Key challenges for free to play developers in community building

Anton: “What are the key challenges that free to play developers are facing when trying to figure out how to involve the communities more in the decision-making? I think a big part of the pitch, usually around governance tokens, and other ways for the community to become vested into these games is that they will have some kind of decision making power there. Now obviously, the community rarely knows better than the game designers, how the game actually should be designed. But what could it be some of the ways to involve them?” 

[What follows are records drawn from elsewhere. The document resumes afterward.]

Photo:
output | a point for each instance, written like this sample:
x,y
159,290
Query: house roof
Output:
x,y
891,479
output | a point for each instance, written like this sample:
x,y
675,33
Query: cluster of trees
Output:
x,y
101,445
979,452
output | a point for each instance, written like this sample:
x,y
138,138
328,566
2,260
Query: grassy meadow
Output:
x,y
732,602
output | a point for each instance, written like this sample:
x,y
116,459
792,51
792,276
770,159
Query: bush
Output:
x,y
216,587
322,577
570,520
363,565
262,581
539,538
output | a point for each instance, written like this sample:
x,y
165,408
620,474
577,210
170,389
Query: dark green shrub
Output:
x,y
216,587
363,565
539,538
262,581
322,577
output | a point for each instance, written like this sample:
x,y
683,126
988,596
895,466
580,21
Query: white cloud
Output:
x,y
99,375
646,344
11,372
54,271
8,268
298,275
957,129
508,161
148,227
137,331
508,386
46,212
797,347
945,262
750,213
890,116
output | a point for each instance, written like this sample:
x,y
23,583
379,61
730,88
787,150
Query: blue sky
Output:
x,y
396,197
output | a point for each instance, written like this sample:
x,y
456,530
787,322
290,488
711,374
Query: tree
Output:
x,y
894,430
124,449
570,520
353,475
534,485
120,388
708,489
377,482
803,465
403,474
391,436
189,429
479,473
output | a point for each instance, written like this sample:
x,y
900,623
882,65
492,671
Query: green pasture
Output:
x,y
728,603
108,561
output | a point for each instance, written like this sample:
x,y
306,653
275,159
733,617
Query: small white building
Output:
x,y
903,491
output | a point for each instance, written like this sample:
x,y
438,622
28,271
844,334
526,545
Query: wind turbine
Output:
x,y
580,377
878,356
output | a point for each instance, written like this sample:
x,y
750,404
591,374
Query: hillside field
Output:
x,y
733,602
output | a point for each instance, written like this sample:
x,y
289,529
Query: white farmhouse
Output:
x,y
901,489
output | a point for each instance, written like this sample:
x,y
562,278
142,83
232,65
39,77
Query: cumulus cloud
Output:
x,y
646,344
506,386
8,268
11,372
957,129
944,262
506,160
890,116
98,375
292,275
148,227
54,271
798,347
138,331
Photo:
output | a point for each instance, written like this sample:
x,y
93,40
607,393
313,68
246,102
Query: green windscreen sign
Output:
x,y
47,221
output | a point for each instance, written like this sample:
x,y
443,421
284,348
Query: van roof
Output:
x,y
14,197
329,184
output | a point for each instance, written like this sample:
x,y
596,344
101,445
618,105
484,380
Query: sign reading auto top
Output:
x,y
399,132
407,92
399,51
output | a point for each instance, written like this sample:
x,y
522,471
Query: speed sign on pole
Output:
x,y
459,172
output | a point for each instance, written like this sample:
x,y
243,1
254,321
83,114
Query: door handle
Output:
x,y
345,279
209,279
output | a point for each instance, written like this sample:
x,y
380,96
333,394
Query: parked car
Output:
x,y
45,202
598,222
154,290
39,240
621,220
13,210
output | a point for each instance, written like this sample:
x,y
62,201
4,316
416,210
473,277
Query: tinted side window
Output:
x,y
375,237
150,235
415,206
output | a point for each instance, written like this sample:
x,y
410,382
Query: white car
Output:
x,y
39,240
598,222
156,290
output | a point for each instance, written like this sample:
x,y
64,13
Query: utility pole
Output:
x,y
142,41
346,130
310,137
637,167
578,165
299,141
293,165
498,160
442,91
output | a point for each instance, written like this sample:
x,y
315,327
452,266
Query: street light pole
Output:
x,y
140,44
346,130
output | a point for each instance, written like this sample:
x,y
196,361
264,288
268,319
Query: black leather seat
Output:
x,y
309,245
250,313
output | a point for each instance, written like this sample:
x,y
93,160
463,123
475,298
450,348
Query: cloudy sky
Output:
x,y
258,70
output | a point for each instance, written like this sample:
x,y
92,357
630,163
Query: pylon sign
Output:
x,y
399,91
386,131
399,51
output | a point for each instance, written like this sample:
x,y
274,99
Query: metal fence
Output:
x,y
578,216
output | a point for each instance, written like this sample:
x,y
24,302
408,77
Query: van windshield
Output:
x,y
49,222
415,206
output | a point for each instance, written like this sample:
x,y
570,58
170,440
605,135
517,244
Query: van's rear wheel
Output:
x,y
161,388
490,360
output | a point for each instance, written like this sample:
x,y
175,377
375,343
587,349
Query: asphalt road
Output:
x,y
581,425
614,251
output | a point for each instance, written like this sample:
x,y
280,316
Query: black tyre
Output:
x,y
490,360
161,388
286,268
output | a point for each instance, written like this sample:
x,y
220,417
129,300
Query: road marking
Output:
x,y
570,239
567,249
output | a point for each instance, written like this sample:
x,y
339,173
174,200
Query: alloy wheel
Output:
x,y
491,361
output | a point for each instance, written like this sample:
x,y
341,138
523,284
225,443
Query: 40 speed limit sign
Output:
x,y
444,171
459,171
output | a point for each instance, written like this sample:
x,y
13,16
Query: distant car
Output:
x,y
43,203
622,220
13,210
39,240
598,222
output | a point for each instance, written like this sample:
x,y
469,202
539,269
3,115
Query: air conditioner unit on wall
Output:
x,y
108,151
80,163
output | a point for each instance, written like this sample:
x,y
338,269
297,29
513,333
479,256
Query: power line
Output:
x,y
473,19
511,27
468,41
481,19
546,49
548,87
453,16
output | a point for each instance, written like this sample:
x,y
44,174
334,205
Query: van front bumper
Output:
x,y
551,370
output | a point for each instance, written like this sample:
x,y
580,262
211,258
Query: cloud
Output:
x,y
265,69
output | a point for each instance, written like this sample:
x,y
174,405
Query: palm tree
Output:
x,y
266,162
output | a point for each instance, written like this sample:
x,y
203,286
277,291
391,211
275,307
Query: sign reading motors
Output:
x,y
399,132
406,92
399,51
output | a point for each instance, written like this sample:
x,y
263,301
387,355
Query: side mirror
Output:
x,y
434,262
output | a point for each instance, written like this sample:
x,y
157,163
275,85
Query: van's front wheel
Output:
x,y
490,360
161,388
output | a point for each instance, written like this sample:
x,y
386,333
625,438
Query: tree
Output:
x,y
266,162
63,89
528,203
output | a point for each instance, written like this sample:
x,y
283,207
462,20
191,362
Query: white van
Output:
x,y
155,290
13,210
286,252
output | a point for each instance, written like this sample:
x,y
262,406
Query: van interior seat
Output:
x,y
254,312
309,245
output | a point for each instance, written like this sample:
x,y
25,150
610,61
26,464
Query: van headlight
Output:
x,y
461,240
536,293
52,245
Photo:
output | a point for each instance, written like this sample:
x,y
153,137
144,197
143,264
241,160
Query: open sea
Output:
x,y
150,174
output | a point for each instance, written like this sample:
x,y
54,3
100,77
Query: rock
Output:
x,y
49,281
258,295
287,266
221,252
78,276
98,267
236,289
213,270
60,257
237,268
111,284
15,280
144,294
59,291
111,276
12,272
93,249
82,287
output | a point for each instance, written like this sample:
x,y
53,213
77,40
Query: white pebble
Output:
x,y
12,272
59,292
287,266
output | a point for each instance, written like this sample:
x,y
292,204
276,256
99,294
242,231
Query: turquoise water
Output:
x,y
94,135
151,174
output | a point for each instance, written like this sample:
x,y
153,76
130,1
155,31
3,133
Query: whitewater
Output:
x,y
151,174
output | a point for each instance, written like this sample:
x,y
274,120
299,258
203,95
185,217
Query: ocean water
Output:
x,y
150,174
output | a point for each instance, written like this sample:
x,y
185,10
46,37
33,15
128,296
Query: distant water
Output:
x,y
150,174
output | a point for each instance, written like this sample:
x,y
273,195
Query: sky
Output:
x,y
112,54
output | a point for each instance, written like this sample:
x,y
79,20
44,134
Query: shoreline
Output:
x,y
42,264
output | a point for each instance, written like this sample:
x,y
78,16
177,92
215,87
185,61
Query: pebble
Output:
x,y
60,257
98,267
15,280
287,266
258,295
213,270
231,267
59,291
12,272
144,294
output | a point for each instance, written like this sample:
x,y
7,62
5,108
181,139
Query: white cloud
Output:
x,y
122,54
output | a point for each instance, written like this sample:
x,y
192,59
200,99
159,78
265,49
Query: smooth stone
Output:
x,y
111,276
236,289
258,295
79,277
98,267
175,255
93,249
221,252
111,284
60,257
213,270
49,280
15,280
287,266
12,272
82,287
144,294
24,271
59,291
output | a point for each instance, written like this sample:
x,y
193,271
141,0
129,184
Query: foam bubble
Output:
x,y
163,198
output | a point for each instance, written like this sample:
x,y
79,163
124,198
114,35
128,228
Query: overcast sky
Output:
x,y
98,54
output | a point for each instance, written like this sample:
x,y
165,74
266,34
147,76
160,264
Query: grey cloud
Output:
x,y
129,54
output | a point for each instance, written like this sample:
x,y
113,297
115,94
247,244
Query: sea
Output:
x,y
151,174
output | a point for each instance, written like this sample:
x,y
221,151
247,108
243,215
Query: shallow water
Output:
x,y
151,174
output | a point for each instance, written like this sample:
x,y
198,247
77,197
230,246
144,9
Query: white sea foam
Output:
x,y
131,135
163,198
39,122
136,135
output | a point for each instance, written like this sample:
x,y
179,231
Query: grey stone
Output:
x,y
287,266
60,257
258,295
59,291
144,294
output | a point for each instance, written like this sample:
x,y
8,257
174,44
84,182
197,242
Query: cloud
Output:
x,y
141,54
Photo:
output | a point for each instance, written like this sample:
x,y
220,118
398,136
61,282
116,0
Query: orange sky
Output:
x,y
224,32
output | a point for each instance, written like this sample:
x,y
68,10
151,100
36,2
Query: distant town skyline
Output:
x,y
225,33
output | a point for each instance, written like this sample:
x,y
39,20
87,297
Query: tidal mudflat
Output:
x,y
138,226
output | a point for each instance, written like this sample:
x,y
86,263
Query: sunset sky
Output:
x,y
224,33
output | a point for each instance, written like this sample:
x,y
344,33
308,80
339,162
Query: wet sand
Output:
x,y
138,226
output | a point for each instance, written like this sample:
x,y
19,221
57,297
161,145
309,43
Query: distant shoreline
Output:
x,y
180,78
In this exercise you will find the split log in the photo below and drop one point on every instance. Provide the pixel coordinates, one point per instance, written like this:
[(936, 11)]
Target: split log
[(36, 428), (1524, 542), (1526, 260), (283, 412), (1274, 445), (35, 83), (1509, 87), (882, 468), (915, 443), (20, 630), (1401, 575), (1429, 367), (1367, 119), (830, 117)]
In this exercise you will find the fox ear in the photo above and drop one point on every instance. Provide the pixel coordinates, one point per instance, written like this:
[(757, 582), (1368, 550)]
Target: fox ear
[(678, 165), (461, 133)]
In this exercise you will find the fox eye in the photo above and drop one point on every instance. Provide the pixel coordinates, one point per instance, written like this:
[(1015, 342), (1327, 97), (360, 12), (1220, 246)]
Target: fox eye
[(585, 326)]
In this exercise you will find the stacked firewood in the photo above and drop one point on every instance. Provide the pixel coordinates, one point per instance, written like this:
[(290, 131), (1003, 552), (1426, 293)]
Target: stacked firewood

Jon: “The thing that sort of worries me the most is when game developers come out and go, this is the game I'm going to make and it's just sort of the roadmap for 10 years. And then there's all these decisions already made. And you tell them, that's all well and good, but what you see now, compared to what you can see in six months time is going to be very, very different. So if something is very different in six months time, how are you going to deal with that? How are you going to have the flexibility and the fluidity to keep the core concept for what you want to do, which is the creative bit of the process, but maybe change loads of other stuff around it. And I think that also plays into the community. How can you build a community saying you’re going to make this product and then six months later go, well, we said we were going to on this blockchain and we said, it was going to be about this, and actually we're going to do this other blockchain and it's going to be your mobile as opposed to PC. There could be a lot of things that can change and that's hard to bring the community along with.

An openness to change stuff. Hopefully that sort of plays into developers not pretending too much that they know and are in control of the system. Paradoxically, that can help with community. It's a hard thing because the community just wants to know some basic things about when the game is coming out, when's the second going to go to the moon. You draw out the more thoughtful members of your community by having those discussions where you're saying these are the things we've got to nail down, and this is sort of the core of the product.

I think we will see a whole wave of other stuff, which is traditional game developers making traditional games, but with NFTs. I don't think those guys are going to be going down in 2022 down the route of DAOs or giving community a lot of power. They're just going to be a bit like Ubisoft at the moment. Here's a game. You play the game for many hours and you can get free NFT. There's nothing wrong with that. I don’t think in the long-term that's where we would hope to see blockchain gaming, of NFTs  being this retention model you can collect. But clearly I think for a lot of companies who are more traditional, that's where they're going to be and that's fine. 

We'll probably see a joining of these two extremes some point down the line. For most game developers who have been making games for a few years, you don't want to jump in and try and make an Axie Infinity because that game took three years, four years to make, and it still has a long way to go to fulfill its potential.”